The quasi-psychosis of loosecog ego death is a matter of "study control to increase control, at all costs", until control hangs and seizes like a noose, a Wattsian trap.  The more the mind investigates personal control (now with increasing alarm and desperation), the more problematic cross-time personal control becomes.

The only kind of control there is is the virtual, quasi, as-if type of control such as we've always had, which, when seen from a timeless metaphysical point of view, is pretty much absent in certain aspects or dimensions.

We "real people" are like the android wishing to be a "real person", like wishing our stolen-away child to spring back to life, or like the Tin Man wishing for a heart.  What you have is what is possible to be had.

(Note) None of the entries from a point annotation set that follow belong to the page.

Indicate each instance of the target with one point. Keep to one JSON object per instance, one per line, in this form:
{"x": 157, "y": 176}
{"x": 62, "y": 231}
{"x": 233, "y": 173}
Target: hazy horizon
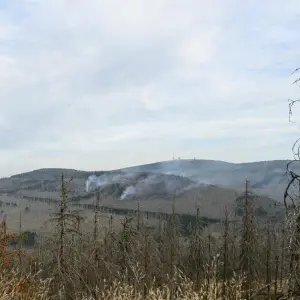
{"x": 97, "y": 85}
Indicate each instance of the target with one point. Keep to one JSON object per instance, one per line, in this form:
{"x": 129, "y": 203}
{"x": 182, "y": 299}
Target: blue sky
{"x": 103, "y": 84}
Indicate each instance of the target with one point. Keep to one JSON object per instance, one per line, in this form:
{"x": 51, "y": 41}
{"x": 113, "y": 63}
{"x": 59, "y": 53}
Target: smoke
{"x": 93, "y": 182}
{"x": 129, "y": 191}
{"x": 142, "y": 184}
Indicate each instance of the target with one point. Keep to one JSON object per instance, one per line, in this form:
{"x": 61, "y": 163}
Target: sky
{"x": 105, "y": 84}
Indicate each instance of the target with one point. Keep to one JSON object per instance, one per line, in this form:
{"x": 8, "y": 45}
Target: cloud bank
{"x": 103, "y": 85}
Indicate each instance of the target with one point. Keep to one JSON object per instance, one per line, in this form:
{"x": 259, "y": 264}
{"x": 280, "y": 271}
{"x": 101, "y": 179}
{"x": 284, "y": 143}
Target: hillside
{"x": 209, "y": 185}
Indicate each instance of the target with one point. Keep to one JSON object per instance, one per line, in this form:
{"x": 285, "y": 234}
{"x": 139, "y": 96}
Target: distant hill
{"x": 208, "y": 184}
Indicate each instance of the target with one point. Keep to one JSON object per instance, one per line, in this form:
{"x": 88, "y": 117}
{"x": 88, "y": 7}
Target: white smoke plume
{"x": 129, "y": 191}
{"x": 141, "y": 184}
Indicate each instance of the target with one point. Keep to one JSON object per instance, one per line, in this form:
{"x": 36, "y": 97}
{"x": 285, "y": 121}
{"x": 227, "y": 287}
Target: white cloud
{"x": 100, "y": 84}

Here is all the freedom it is possible to have.  Theoretically we don't know anything about our freedom with certainty, but viewing freedom from the loosecog metaphysical perspective, it becomes as difficult to believe in the ego as to believe in our ability to levitate.

At this point, it would take a miracle to restore the child back to life, to restore the confident delusion of the ego illusion back to power, reigning once more on its throne, undisturbed and confident about its position and nature.

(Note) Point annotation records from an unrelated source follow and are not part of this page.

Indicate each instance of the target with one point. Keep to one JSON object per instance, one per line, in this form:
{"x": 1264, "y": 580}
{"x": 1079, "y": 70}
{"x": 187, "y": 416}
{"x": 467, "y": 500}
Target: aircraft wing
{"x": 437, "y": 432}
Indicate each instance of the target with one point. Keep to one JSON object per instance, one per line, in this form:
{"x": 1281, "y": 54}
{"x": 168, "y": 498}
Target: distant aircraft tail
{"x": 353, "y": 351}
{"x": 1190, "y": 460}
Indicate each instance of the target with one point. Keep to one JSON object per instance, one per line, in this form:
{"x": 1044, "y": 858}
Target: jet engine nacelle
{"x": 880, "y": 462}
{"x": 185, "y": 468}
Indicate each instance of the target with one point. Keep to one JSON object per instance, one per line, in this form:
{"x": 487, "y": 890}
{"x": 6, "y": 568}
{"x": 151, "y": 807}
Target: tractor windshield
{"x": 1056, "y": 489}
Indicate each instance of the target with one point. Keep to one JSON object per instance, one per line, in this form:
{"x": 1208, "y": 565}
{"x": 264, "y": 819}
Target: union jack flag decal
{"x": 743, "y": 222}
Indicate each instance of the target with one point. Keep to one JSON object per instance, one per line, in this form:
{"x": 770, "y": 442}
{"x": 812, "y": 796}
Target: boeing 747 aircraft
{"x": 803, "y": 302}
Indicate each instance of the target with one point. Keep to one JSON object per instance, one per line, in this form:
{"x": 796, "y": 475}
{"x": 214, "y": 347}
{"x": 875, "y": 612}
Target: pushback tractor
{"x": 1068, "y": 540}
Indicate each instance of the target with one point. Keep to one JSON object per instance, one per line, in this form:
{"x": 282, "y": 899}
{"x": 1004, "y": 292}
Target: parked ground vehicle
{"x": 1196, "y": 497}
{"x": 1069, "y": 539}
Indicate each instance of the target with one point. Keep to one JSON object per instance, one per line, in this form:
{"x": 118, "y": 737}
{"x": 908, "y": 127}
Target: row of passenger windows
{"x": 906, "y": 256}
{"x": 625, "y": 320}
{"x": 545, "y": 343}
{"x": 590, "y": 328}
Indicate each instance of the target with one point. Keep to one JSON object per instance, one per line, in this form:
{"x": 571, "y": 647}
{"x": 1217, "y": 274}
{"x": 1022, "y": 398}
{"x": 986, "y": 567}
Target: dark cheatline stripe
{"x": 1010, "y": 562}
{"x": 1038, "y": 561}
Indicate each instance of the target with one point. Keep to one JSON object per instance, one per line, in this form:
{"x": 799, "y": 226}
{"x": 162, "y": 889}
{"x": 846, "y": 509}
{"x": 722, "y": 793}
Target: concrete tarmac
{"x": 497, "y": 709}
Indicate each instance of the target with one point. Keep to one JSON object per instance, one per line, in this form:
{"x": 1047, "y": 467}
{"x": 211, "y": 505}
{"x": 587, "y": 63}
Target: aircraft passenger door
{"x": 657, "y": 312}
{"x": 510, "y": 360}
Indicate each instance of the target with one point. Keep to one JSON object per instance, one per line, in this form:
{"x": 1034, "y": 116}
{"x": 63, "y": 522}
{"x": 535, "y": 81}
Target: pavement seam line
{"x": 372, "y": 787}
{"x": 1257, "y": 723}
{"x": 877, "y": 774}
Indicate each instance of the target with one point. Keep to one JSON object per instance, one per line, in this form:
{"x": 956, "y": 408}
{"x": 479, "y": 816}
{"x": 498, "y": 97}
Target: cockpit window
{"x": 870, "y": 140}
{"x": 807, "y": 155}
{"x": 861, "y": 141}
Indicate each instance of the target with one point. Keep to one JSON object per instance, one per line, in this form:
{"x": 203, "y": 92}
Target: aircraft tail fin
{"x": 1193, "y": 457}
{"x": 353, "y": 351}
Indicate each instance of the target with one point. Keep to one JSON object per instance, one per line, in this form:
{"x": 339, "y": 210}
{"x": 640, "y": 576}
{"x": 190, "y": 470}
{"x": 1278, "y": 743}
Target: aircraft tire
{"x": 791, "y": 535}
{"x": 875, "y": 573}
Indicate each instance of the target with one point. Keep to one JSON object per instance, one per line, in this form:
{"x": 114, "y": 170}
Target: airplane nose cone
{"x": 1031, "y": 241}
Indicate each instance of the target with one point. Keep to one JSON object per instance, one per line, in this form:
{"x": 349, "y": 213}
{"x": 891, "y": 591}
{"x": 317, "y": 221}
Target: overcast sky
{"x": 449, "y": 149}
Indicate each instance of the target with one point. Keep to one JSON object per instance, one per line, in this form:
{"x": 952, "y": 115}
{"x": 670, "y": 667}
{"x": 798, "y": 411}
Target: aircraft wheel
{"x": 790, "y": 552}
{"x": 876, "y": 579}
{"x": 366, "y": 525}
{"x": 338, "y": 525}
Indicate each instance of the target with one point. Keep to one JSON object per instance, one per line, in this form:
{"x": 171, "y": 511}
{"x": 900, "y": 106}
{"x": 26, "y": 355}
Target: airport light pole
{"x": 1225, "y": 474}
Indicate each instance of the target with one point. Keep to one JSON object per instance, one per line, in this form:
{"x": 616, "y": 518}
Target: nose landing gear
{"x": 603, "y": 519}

Radical freedom w/ radical unfreedom

Radical, even excessive *practical* freedom is discovered and experienced together with radical loss of the sense of metaphysical freedom.

Word networks have two meanings or modes.  Thus we can paradoxically or ironically talk about a transition from unfreedom to freedom as the mental model transforms from a freewill model to the no-free-will model (timeless block-universe determinism).

The peak window of the mystic altered state is experienced as frighteningly or chaotically unchained freedom even as the new threatening monster of block-universe determinism and puppethood rears its terrifying death-head.  This radically loosened cognitive state is an overwhelming, unaccustomed amount of freedom of a certain type, which is at the same time a new discovery of metaphysical-level unfreedom. 

All at the same time there is more freedom than ever, an insane amount of freedom of the mind -- a freedom of a certain kind, called existential freedom and practical freedom -- and no freedom whatsoever as the *source* of the mind's thoughts is seen to be out of control and injected into the mind forcefully by the Ground of Being. 

The Ground of Being is (with respect to Time) the perpendicular cause, originator, or author of all thoughts.  Block universe determinism is perpendicular causality or level causality as opposed to temporal-chain causality.  Conventional determinism is a series of causes moving forward along the time axis; the cause is prior in time to the effect, and that effect then acts as a cause for the next effect. 

Block-universe determinism looks at causality moving not along time, but instead, from the hidden metaphysical level to the visible experienced level of mental constructs, at each point in time; the whole universe including all points in time is created all at one timeless permanent moment, "before time" or "under time" rather than "at the beginning of time".

We usually feel a single muddled sense of freedom.  In the loose-cog mystic altered state, this splits "paradoxically" into simultaneous omnipotence and impotence, or extreme freedom and extreme unfreedom, as described in Louis Sass' book Madness and Modernism.  The mind becomes an insanely free helpless puppet.

http://www.amazon.com/exec/obidos/ASIN/0674541375

The uninitiated have not learned to make these distinctions that require transcendent mastery of semantics, and are only able to ask oversimplistic yes or no questions: is freedom real or not? is the ego real or false? is religion true or false?  This fault of thinking is inherent in the child mind, which is the uninitiated mind.  From the hellenistic point of view, a barbarian is an adult that still thinks in this childish simplistic way."